The São Tomé and Príncipe’s 2014 Extractive Industries Transparency Initiative (EITI) report released recently, showed that since the JDZ was established, 43 per cent of all revenue from the zone had been spent on the Joint Development Agreement (JDA’s) operating costs.
For instance, EITI said over $129 million out of the $302.6 million revenues generated from signature bonuses, sales of seismic data, licences, transfer fees and others, were used to settle JDA operating expenses.
The oil majors, which withdrew from the Zone, include Total, which pulled out from Block 1 in August 2013, which was also previously abandoned by Chevron in 2010. However, after drilling two new wells in 2013, another oil company announced in July 2013 that the find was too limited to justify further investment.
Additionally, Sinopec and Addax were said to have also walked away from Blocks 2 and 4 for the same reasons. A source in one of the IOCs, who preferred anonymity, said: “If the IOCs pulled out of the deal, it means, the JDZ has no commercial value.”
But giving an update into its activities in the zone, United States-based, ERHC Energy Inc., which has working interests in six blocks in the JDZ – Blocks 2, 3, 4, 5, 6 and 9, said it has drilled a number of wells, which did not yield desired results.

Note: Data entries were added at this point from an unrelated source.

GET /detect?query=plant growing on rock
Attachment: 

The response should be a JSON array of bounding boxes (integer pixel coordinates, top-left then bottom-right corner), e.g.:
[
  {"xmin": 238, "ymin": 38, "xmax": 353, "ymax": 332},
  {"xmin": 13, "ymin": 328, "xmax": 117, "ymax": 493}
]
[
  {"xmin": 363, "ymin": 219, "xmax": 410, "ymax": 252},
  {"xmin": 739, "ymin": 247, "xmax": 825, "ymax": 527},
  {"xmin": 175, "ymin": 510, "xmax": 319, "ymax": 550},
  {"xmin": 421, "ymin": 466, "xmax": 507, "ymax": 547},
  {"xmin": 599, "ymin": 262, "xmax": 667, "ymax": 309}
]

President/Chief Executive Officer, ERHC Energy, Peter Ntephe, in an email response to The Guardian, said the company last drilled some wells in the Zone about seven years ago.

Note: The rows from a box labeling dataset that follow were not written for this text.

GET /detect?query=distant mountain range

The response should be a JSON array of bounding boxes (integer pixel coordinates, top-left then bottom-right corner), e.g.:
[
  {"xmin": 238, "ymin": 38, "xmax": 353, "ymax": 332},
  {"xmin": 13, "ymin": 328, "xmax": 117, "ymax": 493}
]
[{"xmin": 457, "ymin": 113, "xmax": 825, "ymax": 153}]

According to him, “from August 2009 to January 2010, ERHC and its partners drilled five exploration wells – one well in Block 2, one Block 3, and three wells in Block 4. These were the first wells ever drilled in these blocks.
“Biogenic methane gas was discovered in at least three of the wells but not in sufficient quantities to be declared commercial. Without a commercial discovery, there can be no appraisal, field development and then production. Further exploration wells will, therefore, have to be drilled in those blocks to see if oil and gas in commercial quantities can be discovered,” he added.

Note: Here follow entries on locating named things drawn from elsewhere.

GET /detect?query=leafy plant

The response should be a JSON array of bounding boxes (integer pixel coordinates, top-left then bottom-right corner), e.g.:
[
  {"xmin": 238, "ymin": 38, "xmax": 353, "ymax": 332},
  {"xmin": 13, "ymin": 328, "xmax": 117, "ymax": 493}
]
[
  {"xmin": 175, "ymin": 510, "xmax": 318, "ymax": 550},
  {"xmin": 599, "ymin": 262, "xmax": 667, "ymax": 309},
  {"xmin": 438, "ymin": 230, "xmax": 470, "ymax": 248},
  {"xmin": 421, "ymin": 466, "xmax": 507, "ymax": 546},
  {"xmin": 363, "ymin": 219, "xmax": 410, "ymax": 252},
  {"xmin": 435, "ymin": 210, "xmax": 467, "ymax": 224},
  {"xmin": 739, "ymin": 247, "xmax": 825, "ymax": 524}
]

Ntephe noted that ERHC had to rein in on its activities, as drilling in such areas is expensive, saying: “Exploration wells in deep offshore provinces such as the JDZ are expensive and costs over $100 million each. There are also significant additional costs to the associated studies and work that goes into preparation for a well. The total cost of the drilling campaign by ERHC and its partners, as narrated above, was over half a billion dollars.
“When you ask therefore about what is delaying production, the answer is simple – there has been no commercial discovery yet. As noted, without a commercial discovery, there can be no production.”
On the way forward, the EITI Report recommended reviewing the legal, contractual and fiscal frameworks applicable to the oil sector in the JDZ. Speaking to The Guardian on the issue, Chairman, International Energy Services Limited, Dr. Diran Fawibe, said it is not out of place for companies to pull out of unprofitable ventures.
He stated: “There is a limit to what you can do when you are not getting the required result in terms of exploration. When you are not getting good result, you have to turn your radar elsewhere. When you are exploring new zones to develop the areas through exploration, over time, you will now be able to access what you have gotten out of it as long as you deployed appropriate technology. You can easily call it a day and divert the money to more other lucrative areas.”
Also commenting on the lack of activities in the Zone, the Chairman, Nigerian Council of the Society of Petroleum Engineers (SPE), Dr. Saka Matemilola, said: “The countries do not have the resources, nor the capability to directly carry out the exploration and production activities. This is where investors and major exploration and production companies come in.
“The framework and conditions must be right to attract those who will carry out the exploration and production activities; otherwise nothing will come out of it. We also need to realise that hydrocarbons are being discovered in many other parts of the world, including neighbouring basins in Africa. So, we are in competition to attract the major exploration and production companies to invest.”